Année de parution : 1964 |
Pays d’origine : États-Unis |
Édition : CD, Blue Note – 1999 |
Style : Hard-Bop, Post-Bop, Avant-Garde Jazz, Modal Jazz |
Déjà, il y a cette pochette… Bon, toutes les pochettes Blue Note ont cette esthétique si raffinée et singulière qui me plaît énormément et qui épouse à ravir les contours sinueux de cette musique toujours évolutive qu’elles abritent… Mais celle-ci en particulier me parle. Ce bleu teinté noctambule, ce cours d’eau scintillant, ces quelques brindilles qui se dressent à l’avant-plan… Que ceci est envoutant, mystérieux, presque surréaliste. Elle semble nous inviter à prendre part à un voyage sonore dont on ne reviendra pas bredouille (si on en revient tout bonnement, préférant peut-être se perdre définitivement sur ce rivage imaginaire).
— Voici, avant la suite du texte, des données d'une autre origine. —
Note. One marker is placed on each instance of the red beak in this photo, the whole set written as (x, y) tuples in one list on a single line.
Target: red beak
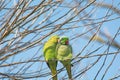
[(67, 42)]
En Juin 1974, quand Herbie Hancock et sa bande de talentueux comparses entrent en studio pour coucher sur bandes ce petit chef d’oeuvre de Jazz à la croisée des chemins, notre homme n’a que 24 ans. Il est déjà membre à part entière du deuxième grand quintette de l’ange noir (Miles Davis, pour ne pas le nommer), tout comme ses compatriotes Ron Carter (contrebasse) et Tony Williams (batterie), qui l’accompagnent ici. Se joint à eux le prodigieux Freddie Hubbard (toujours VIP lors des grandes occasions, celui là), qui troque ici sa trompette pour le cornet. On a donc ici affaire à 4 muzikos jeunes, inventifs, aventureux, avides d’exploration bruitative, maitrisant les codes du passé mais poussés par leur fougue à aller plus loin, toujours plus loin, à travers les cimes d’une musique qui, à l’époque, vit en quelque sorte une série d’apogées créatrices diverses de parts et d’autre… Ouais, les années 60 dans le Jazz, c’est vraiment quelque chose. Tellement d’albums parus à cette époque feront date et « Empyrean Isles » est de ceux là.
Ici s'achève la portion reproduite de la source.